In the coming weeks, the group plans to hire a new city clerk. LaNelle Kopsieker, a four-year city clerk in Richland, resigned in June to take a new job in Keokuk County.
Her resignation came after she filed a complaint with the Iowa Public Information Board, which handles open meeting complaints, alleging two council members had made “humiliating and unjustified allegations” during an open meeting on June 1. The complaint continues that this amounted to a performance review that should have been in closed session.
Parsons, for the council, denied the comments were intended to be about Kopsieker’s performance and the conversation stemmed from comments concerning a complaint of the city’s handling of a bid for tree service.
Kopsiker’s complaint was not accepted by the state board, which ruled it was an ethics issue and did not fall under the Iowa Code governing open meetings laws.
There was great interest in Kopsieker’s replacement.
The city received more than 100 applications for the clerk job, Hadley said, and now the list is narrowed to three finalists.
The next Richland City Council meeting is tonight at 7 p.m. at the City Hall. The council has three finalists for the clerk position and will hammer out the pay and benefits for the position at the Monday meeting, Tolle said.
Jordan L. Wright was a council member for two-and-a-half years and was not reelected in November. Wright said he was surprised by the number of people who ran but felt the reasoning could be because the job seems easier from the outside looking in.

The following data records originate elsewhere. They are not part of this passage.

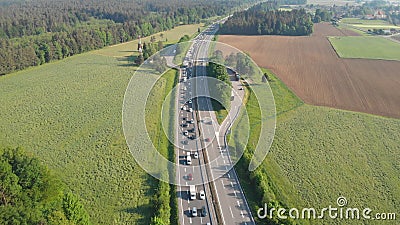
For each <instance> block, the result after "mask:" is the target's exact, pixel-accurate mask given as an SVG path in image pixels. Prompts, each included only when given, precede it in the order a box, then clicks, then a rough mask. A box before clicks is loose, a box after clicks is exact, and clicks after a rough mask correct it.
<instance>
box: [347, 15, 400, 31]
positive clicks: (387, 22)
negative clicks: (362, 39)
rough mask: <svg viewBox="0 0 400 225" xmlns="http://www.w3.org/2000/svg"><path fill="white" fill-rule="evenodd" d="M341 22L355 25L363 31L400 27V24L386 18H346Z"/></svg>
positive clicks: (351, 24)
mask: <svg viewBox="0 0 400 225" xmlns="http://www.w3.org/2000/svg"><path fill="white" fill-rule="evenodd" d="M340 24H345V25H348V26H353V27H355V28H359V29H361V30H363V31H368V29H370V30H373V29H391V28H394V29H400V27H399V26H395V25H393V24H390V23H388V22H387V21H385V20H364V19H357V18H344V19H342V20H341V22H340Z"/></svg>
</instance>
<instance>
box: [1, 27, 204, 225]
mask: <svg viewBox="0 0 400 225" xmlns="http://www.w3.org/2000/svg"><path fill="white" fill-rule="evenodd" d="M193 27H196V28H195V29H194V28H193V30H195V31H196V32H197V27H198V25H197V26H193ZM177 29H178V28H177ZM164 34H165V37H169V41H173V40H176V39H174V38H173V37H172V36H169V35H175V37H180V36H182V33H179V32H178V31H177V30H171V31H167V32H164ZM177 39H179V38H177ZM134 50H136V45H135V44H134V43H127V44H121V45H118V46H116V47H109V48H106V49H104V50H98V51H94V52H90V53H85V54H81V55H77V56H73V57H69V58H67V59H64V60H62V61H58V62H54V63H50V64H45V65H43V66H39V67H35V68H30V69H27V70H24V71H21V72H17V73H13V74H9V75H7V76H3V77H0V85H1V95H2V98H1V100H0V112H1V115H2V119H1V120H0V132H1V133H2V135H1V136H0V142H1V143H2V145H3V146H10V147H17V146H21V147H23V148H24V149H26V151H29V152H30V153H33V154H34V155H35V156H36V157H37V158H39V159H40V160H41V162H43V163H44V164H45V165H47V166H48V167H49V168H50V169H51V170H53V171H55V173H56V175H57V176H58V177H60V179H61V180H62V181H63V182H65V183H66V184H67V185H68V187H69V188H70V189H71V190H72V191H73V192H74V193H75V194H77V195H79V196H80V199H81V201H82V203H83V204H84V205H85V208H86V209H87V211H88V212H89V214H90V217H91V221H92V223H93V224H149V223H150V218H151V217H152V216H153V213H154V203H153V200H154V196H155V195H156V189H157V188H158V182H155V181H154V179H152V178H150V177H149V176H148V175H147V173H145V172H144V171H143V170H142V169H141V168H140V167H139V166H138V164H137V163H136V162H135V160H134V159H133V157H132V155H131V154H130V152H129V150H128V148H127V146H126V142H125V138H124V135H123V132H122V122H121V109H122V103H123V97H124V93H125V89H126V87H127V84H128V82H129V80H130V78H131V76H132V75H133V73H134V72H135V67H133V66H132V65H131V63H130V61H129V60H130V57H128V56H130V55H131V54H132V51H134ZM137 91H145V90H137Z"/></svg>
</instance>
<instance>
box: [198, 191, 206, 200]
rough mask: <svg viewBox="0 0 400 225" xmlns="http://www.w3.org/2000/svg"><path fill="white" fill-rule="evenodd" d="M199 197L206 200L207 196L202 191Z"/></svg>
mask: <svg viewBox="0 0 400 225" xmlns="http://www.w3.org/2000/svg"><path fill="white" fill-rule="evenodd" d="M199 197H200V199H201V200H204V199H206V194H205V193H204V190H201V191H200V192H199Z"/></svg>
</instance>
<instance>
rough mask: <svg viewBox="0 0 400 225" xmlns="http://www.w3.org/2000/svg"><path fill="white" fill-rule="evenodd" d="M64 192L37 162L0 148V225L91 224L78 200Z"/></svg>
mask: <svg viewBox="0 0 400 225" xmlns="http://www.w3.org/2000/svg"><path fill="white" fill-rule="evenodd" d="M64 191H65V187H64V185H63V184H62V183H61V181H59V180H57V179H56V178H55V177H54V176H53V175H52V174H51V173H50V171H49V170H48V169H47V168H46V167H45V166H43V165H41V163H40V162H39V160H38V159H36V158H33V157H31V156H29V155H27V154H26V153H25V151H23V150H22V149H20V148H16V149H2V148H0V208H1V210H0V224H71V225H73V224H82V225H83V224H90V221H89V216H88V214H87V213H86V211H85V210H84V207H83V205H82V204H81V203H80V201H79V199H78V197H77V196H74V197H73V198H72V197H71V195H72V194H68V195H66V196H65V197H63V196H64ZM67 203H70V204H67ZM65 205H68V207H63V206H65Z"/></svg>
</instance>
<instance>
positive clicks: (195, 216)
mask: <svg viewBox="0 0 400 225" xmlns="http://www.w3.org/2000/svg"><path fill="white" fill-rule="evenodd" d="M192 216H193V217H196V216H197V208H196V207H193V209H192Z"/></svg>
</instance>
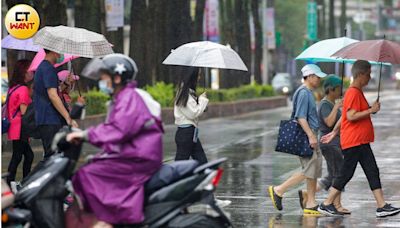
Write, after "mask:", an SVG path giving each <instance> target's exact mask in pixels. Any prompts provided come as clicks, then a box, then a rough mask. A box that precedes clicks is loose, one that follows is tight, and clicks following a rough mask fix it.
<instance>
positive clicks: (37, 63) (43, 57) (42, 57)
mask: <svg viewBox="0 0 400 228" xmlns="http://www.w3.org/2000/svg"><path fill="white" fill-rule="evenodd" d="M45 56H46V53H45V52H44V50H43V49H40V51H39V52H38V53H37V54H36V55H35V58H33V60H32V63H31V65H30V66H29V68H28V71H29V72H30V71H36V69H37V68H38V66H39V64H40V63H41V62H42V61H43V59H44V57H45ZM76 58H78V56H74V55H70V54H64V61H62V62H61V63H57V64H54V67H59V66H61V65H63V64H65V63H67V62H69V61H71V60H73V59H76Z"/></svg>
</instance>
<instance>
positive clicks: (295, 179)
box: [274, 173, 306, 197]
mask: <svg viewBox="0 0 400 228" xmlns="http://www.w3.org/2000/svg"><path fill="white" fill-rule="evenodd" d="M304 179H306V177H305V176H304V175H303V174H302V173H295V174H293V175H292V176H291V177H289V179H287V180H286V181H285V182H283V183H281V184H280V185H277V186H275V187H274V191H275V193H276V194H277V195H278V196H281V197H282V196H283V194H285V192H286V191H287V190H288V189H289V188H291V187H293V186H295V185H298V184H300V183H301V182H302V181H304Z"/></svg>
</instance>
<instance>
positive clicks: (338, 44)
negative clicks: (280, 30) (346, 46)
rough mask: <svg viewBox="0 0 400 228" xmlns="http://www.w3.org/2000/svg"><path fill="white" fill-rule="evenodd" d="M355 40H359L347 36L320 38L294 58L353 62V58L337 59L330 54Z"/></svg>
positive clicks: (340, 48)
mask: <svg viewBox="0 0 400 228" xmlns="http://www.w3.org/2000/svg"><path fill="white" fill-rule="evenodd" d="M357 42H359V41H358V40H354V39H350V38H347V37H340V38H334V39H326V40H322V41H319V42H317V43H315V44H313V45H311V46H310V47H308V48H307V49H306V50H304V51H303V52H302V53H300V55H299V56H297V57H296V60H305V61H312V62H343V61H344V62H345V63H348V62H355V60H352V59H338V58H335V57H332V54H334V53H336V52H337V51H339V50H340V49H342V48H344V47H346V46H348V45H350V44H353V43H357Z"/></svg>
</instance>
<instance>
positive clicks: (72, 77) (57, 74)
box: [57, 70, 79, 82]
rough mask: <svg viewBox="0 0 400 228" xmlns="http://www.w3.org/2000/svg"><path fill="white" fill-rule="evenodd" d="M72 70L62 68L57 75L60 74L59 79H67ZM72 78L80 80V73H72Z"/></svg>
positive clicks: (73, 78)
mask: <svg viewBox="0 0 400 228" xmlns="http://www.w3.org/2000/svg"><path fill="white" fill-rule="evenodd" d="M69 74H70V72H69V71H68V70H62V71H60V72H58V74H57V76H58V80H59V81H62V82H63V81H65V80H66V79H67V77H68V76H69ZM72 79H73V80H75V81H78V80H79V76H78V75H72Z"/></svg>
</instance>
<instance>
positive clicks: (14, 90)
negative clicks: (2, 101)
mask: <svg viewBox="0 0 400 228" xmlns="http://www.w3.org/2000/svg"><path fill="white" fill-rule="evenodd" d="M21 86H22V85H16V86H15V88H14V89H13V90H11V91H10V92H9V93H7V97H6V101H5V102H4V105H3V107H4V108H3V112H2V114H5V113H7V112H6V111H7V110H8V100H9V99H10V97H11V94H13V93H14V92H15V91H16V90H17V89H18V88H19V87H21ZM18 110H19V109H17V110H16V111H15V113H14V115H13V118H14V117H15V116H16V115H17V113H18Z"/></svg>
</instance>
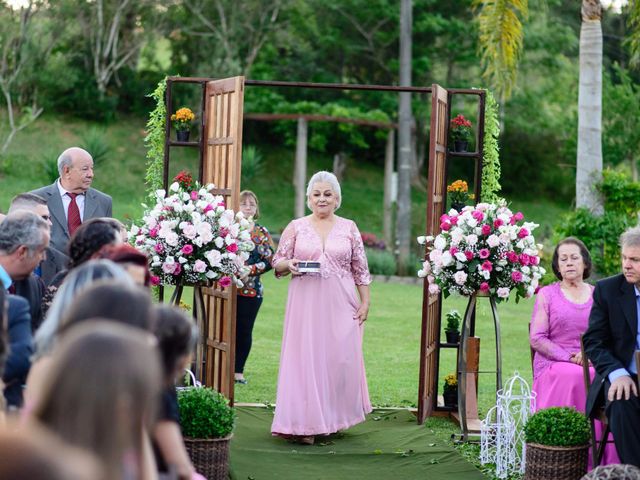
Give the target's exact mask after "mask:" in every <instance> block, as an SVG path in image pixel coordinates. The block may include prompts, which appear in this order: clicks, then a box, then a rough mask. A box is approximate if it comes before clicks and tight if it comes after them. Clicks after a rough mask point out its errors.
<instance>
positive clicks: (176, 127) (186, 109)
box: [171, 107, 196, 142]
mask: <svg viewBox="0 0 640 480" xmlns="http://www.w3.org/2000/svg"><path fill="white" fill-rule="evenodd" d="M195 118H196V116H195V115H194V113H193V112H192V111H191V109H190V108H187V107H182V108H179V109H178V110H177V111H176V113H174V114H173V115H171V121H172V122H173V128H175V129H176V136H177V138H178V141H179V142H188V141H189V133H190V131H191V122H193V120H194V119H195Z"/></svg>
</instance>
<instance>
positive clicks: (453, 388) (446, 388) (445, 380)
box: [442, 373, 458, 408]
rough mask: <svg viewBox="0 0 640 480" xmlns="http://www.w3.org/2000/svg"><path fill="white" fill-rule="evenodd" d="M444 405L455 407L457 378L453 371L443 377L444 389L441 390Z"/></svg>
mask: <svg viewBox="0 0 640 480" xmlns="http://www.w3.org/2000/svg"><path fill="white" fill-rule="evenodd" d="M442 398H443V399H444V406H445V407H451V408H453V407H455V406H456V405H457V404H458V378H457V377H456V374H455V373H450V374H449V375H447V376H446V377H444V389H443V391H442Z"/></svg>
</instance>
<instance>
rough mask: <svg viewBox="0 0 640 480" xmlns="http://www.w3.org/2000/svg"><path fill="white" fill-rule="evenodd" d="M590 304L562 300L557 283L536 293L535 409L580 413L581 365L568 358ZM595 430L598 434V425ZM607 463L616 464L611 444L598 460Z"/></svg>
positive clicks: (577, 340)
mask: <svg viewBox="0 0 640 480" xmlns="http://www.w3.org/2000/svg"><path fill="white" fill-rule="evenodd" d="M591 292H592V293H593V287H592V288H591ZM592 304H593V299H592V298H591V297H589V300H588V301H587V302H585V303H573V302H571V301H570V300H569V299H567V297H565V295H564V293H563V292H562V289H561V288H560V283H559V282H557V283H553V284H551V285H547V286H546V287H544V288H542V289H541V290H540V291H539V292H538V295H537V298H536V303H535V306H534V307H533V315H532V318H531V331H530V335H529V337H530V341H531V347H532V348H533V349H534V350H535V356H534V359H533V391H534V392H536V394H537V397H536V410H541V409H543V408H549V407H564V406H568V407H575V408H576V409H577V410H579V411H581V412H584V410H585V404H586V398H587V396H586V392H585V388H584V377H583V374H582V366H581V365H577V364H575V363H572V362H571V360H570V359H571V355H572V354H573V353H577V352H579V351H580V336H581V335H582V334H583V333H584V331H585V330H586V329H587V326H588V324H589V313H590V312H591V305H592ZM589 370H590V372H591V378H592V379H593V376H594V375H595V371H594V370H593V367H591V368H590V369H589ZM596 429H597V431H598V435H600V425H599V424H598V425H596ZM610 438H612V437H610ZM589 455H591V451H589ZM589 463H590V464H591V458H589ZM609 463H619V459H618V455H617V453H616V449H615V446H614V445H613V444H609V445H607V447H606V449H605V452H604V457H603V459H602V464H603V465H606V464H609Z"/></svg>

Wright said sometimes it is easier to criticize a position when one is not actually in it. He said he felt sometimes people running for city council have a personal agenda to fix things for themselves instead of looking out for the town as a whole.
Disagreement — whether over hiring new legal help or a new city clerk – comes with the territory, said Parsons, who grew up in Richland.
“There’s always sides to things. People don’t always see eye-to-eye and agree, and that doesn’t mean that’s always a bad thing. We want people to think critically. I think that as long as the government is doing things in a transparent way — that’s the essence of small town democracy.”
Hoekstra, however, does not feel the council is working in a transparent fashion. Instead, he feels decisions are being based on emotions, not rational thinking.
“Personnel matters should not be personal. It’s not a ministry, it’s an administration,” he said.